Some Jews, like Primo Levi, did indeed return to ‘friends full of life, the warmth of secure meals, the solidity of daily work, the liberating joy of recounting my story’.
7
There are many stories of Jews being reunited, as if by a miracle, with loved ones; of compassion from strangers who spontaneously provided them with food or shelter, or who listened to their stories. Unfortunately, however, such stories are not quite as common as they should have been, and the experience of most was somewhat different.

The Return: Holland

Of the 110,000 Dutch Jews who were deported to concentration camps during the war, only about 5,000 returned. They were amongst the 71,564 displaced Dutch people who returned to Holland in 1945, most of them en route to Amsterdam.
8
On arrival in the city’s central station they were interviewed, registered, and given ration cards and clothing coupons. Sometimes they were given advice on where to stay, or where to find help, but sometimes the desks of the various aid agencies were unattended. The official welcome was efficient, but cold: no flags or flowers, no brass bands, just a series of desks and questions followed by a swift dispatch outside into the streets of the city centre.
9

Right from the beginning there were subtle distinctions made between returnees. It was not the Jews who were discriminated against, however, but those returnees who were deemed to be collaborators. People who had worked in Germany as volunteers (
vrijwilligers
) had their repatriation cards stamped with a V: they were then refused a welcome food parcel and food coupons, and shunned by virtually every institution they came into contact with thereafter.

Of the others, the
onvrijwillig,
the only people to be greeted with any kind of fanfare were those who were deemed to have been part of the Resistance. The benefits for Resistance members were immediate. They were often sent to special convalescent centres located in luxurious settings, including a wing of Queen Wilhelmina’s palace. They were lauded in the press, in the government, and in the streets. ‘If you came from the resistance, everything was possible!’ claimed one former Resistance member, Karel de Vries. ‘You could ask for and get money from anyone. All building materials, for example, were scarce and difficult to get, but if you said, “This is for resistance fighters returning from concentration camps,” well, then it was fine, immediately!’
10
Later they were even awarded a special pension in recognition of their Resistance activities.
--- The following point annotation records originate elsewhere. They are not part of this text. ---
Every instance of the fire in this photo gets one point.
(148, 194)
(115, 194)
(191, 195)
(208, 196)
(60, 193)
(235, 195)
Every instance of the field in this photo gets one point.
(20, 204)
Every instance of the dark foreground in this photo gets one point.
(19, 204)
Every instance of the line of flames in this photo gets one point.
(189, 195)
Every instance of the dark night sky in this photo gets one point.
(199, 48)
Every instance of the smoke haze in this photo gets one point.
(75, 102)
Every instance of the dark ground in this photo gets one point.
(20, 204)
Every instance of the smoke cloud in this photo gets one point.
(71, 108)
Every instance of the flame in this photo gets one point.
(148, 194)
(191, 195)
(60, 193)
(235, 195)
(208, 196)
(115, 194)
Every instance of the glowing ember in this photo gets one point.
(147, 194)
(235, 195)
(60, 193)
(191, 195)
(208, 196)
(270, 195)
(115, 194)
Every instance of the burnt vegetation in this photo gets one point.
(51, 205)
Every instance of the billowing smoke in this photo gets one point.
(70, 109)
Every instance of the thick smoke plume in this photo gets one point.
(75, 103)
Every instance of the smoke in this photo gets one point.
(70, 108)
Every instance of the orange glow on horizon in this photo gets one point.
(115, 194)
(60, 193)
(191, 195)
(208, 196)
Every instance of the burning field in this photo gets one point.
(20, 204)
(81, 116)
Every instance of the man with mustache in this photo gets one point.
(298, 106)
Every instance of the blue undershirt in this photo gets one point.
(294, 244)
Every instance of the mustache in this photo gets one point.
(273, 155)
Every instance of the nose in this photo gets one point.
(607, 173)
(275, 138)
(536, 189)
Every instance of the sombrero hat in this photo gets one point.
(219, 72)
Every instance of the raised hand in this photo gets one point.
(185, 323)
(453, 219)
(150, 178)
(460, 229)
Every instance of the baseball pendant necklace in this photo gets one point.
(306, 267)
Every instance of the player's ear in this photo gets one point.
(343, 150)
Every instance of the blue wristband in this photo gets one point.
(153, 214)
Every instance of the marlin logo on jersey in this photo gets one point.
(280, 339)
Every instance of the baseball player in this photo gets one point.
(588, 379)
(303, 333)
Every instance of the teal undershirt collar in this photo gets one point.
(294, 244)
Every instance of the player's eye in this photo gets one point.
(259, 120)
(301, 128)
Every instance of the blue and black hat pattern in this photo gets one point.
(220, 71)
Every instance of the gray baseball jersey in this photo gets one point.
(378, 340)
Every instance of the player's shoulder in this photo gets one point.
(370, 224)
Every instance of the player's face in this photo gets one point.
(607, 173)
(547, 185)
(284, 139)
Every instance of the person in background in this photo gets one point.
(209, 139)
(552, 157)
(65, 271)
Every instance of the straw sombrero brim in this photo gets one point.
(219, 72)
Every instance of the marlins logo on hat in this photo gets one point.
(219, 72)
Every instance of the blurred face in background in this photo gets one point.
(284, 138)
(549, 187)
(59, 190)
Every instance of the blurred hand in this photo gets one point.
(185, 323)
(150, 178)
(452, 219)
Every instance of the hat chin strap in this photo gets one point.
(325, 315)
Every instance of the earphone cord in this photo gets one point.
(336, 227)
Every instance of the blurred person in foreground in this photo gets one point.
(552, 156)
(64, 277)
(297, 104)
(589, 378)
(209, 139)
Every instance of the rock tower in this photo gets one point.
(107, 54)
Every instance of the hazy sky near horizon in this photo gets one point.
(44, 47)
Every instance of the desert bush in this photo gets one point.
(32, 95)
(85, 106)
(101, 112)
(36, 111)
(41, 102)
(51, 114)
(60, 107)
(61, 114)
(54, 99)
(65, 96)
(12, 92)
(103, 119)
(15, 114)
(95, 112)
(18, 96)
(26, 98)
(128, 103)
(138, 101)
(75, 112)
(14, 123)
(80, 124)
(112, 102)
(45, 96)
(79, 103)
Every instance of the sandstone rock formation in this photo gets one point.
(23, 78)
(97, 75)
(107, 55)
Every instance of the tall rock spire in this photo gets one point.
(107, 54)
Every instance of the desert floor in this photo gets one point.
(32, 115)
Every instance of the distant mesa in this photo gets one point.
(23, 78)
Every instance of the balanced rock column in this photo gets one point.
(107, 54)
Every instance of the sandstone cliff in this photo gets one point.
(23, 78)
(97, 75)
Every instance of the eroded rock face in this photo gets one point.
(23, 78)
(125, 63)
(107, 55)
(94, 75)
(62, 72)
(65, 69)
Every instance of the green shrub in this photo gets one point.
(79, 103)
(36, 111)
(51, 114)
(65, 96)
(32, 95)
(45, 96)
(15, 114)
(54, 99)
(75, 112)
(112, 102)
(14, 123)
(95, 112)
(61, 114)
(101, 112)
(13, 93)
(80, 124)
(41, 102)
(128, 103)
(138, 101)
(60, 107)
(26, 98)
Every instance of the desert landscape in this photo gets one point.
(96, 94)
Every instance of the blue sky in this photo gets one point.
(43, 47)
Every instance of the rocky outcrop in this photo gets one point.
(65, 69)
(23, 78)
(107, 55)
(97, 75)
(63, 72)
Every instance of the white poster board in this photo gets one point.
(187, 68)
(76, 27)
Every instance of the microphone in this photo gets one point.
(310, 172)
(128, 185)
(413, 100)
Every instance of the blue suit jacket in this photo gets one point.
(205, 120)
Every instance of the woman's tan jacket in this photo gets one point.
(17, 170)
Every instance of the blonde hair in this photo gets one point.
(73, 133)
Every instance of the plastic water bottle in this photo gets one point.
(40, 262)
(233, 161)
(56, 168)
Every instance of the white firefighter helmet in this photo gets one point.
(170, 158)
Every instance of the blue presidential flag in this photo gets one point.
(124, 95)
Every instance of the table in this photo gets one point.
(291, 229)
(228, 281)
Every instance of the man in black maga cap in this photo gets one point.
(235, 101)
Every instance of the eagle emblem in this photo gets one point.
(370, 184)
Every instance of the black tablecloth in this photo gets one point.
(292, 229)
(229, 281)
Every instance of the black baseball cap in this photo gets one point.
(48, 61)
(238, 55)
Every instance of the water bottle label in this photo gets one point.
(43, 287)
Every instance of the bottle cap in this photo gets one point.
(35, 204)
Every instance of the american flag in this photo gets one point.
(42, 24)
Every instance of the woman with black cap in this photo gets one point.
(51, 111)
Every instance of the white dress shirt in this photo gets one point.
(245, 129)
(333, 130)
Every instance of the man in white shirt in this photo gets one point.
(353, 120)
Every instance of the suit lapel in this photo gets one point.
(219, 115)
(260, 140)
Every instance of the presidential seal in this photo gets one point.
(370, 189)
It quickly became obvious to returning Jews that the only distinction that the Dutch were interested in was the difference between collaborators and resisters. All other categories, including Jews, were simply lumped together as one. This was by no means unique to Holland. When Italian deportees were returned to Italy, they too were all lumped together as ‘political prisoners’, regardless of whether they had been Jews, forced labourers or prisoners of war.
11
Likewise, French returnees were also put together as a single group – indeed, in most popular histories of the period today they still are.
12
This was not discrimination
against
Jews as such, but it was almost as bad: it was an attempt to ignore them altogether. As one Dutch camp survivor put it, ‘Where there should have been pity, I encountered the dry, difficult to approach, repellent, amorphous mass known as officialdom.’